Additionally, Gaston County schools announced it will operate on a two-hour delay Friday.
All schools will operate on Friday, February 7 on a two-hour delay for students. Employees should report to work on a normal schedule if they can do so safely.— GastonCountySchools (@GastonSchools) February 6, 2020
Severe weather struck about midday Thursday, when several tornadoes were spotted. A tornado was seen touching down near Charlotte's airport just after 11 a.m.
The city of Kannapolis confirmed that a tornado touched down near the Lane Street exit on I-85. There were no injuries reported, but some property damage and power lines down. Others have been spotted in Gastonia and Rowan County.
The National Weather Service previously issued tornado warnings that included parts of Mecklenburg, Gaston, Cabarrus and Stanly counties.
Charlotte-Douglas International Airport briefly evacuated its tower, and a groundstop was in effect for planes for several hours midday. More than 370 flights into and out of Charlotte were canceled.
A tornado warning means a tornado has been indicated by radar. A watch means tornadoes are possible. The National Weather Service says the total area under a tornado watch -- which runs from north Georgia to near Winston-Salem -- at one point Thursday morning was home to about 9.7 million people.
Several areas in the region were under flash flood watches and warnings as rain and winds moved across the area.
The city of Hickory declared an official state of emergency Thursday afternoon in response to flooding and flash flooding that damaged streets, bridges and other public infrastructure.
Some area schools are closing early, including Rowan-Salisbury Schools, which is sent students home four hours early and canceled all after-school activities.

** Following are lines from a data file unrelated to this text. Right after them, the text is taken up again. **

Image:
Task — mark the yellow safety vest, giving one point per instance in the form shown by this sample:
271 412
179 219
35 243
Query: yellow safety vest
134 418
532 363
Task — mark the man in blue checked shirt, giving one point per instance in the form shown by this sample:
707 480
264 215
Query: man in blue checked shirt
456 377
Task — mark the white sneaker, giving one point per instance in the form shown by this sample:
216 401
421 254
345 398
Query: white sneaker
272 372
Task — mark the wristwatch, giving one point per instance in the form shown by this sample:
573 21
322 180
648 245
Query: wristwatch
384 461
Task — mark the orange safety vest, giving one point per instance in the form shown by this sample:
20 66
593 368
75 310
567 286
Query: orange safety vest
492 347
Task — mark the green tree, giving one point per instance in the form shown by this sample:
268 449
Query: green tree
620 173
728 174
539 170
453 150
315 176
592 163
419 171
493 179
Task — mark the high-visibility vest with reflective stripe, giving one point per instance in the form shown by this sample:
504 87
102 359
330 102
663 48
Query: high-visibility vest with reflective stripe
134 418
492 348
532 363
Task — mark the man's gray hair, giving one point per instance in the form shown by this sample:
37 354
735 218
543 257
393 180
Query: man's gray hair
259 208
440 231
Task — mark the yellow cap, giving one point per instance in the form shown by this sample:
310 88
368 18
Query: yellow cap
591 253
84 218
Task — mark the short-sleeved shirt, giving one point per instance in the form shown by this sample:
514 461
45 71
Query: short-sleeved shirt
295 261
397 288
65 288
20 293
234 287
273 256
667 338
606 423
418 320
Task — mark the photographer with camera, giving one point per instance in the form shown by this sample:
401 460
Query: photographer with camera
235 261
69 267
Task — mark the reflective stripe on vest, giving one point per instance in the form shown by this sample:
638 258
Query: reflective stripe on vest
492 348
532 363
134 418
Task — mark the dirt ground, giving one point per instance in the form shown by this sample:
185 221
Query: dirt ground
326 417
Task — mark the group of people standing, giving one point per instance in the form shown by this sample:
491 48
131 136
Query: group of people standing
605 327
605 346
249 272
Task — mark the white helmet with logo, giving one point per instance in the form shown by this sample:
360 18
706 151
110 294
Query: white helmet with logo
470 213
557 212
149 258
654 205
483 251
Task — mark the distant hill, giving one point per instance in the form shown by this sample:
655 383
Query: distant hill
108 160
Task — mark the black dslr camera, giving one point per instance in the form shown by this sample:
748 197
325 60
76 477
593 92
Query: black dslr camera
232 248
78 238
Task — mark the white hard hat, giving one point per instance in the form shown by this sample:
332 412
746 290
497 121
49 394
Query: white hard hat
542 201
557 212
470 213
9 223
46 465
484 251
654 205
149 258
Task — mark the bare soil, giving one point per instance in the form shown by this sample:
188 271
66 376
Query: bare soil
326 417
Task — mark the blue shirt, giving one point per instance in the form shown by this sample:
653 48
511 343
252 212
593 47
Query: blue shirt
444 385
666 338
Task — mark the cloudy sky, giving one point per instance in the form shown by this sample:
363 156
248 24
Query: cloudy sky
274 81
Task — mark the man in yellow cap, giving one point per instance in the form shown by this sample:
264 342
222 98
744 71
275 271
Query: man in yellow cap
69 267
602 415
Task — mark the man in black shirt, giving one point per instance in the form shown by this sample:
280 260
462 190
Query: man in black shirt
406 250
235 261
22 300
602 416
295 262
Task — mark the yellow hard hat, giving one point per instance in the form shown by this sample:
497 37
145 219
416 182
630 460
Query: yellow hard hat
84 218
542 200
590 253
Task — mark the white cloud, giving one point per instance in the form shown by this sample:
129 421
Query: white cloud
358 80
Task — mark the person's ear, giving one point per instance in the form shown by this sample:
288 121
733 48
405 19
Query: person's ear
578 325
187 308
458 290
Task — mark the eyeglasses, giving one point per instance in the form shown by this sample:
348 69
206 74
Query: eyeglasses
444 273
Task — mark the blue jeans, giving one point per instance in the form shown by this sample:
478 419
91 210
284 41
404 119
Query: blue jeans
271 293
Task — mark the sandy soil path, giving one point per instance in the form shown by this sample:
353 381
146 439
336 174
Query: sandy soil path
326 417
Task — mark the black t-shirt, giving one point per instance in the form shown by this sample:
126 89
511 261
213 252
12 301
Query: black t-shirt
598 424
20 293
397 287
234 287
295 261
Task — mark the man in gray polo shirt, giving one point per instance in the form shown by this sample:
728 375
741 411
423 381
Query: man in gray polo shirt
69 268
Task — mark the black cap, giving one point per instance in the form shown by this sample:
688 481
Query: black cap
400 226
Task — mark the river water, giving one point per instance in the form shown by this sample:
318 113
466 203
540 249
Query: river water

Kannapolis City Schools planned to dismiss after the tornado warning was lifted.
Charlotte-Mecklenburg Schools did not dismiss students early, but canceled after-school activities.
Rain and thunderstorms will continue throughout Thursday in Charlotte, according to the National Weather Service, with wind gusts as high as 32 mph possible.
Duke Energy reported power outages across the region.
In Charlotte, a flash flood watch is in effect until 12 a.m. Friday.
Duke Energy announced Wednesday that it had lowered lake levels ahead along the Nantahala, Catawba and Yadkin river basins. Duke said it expected that the lakes it controls, from Lake James to Mountain Island Lake, would have twice the normal capacity for rain.
The Red Cross opened two emergency shelters in the region — one at the Catawba County Community College and another in Rutherford County at Second Baptist Church on Green Street.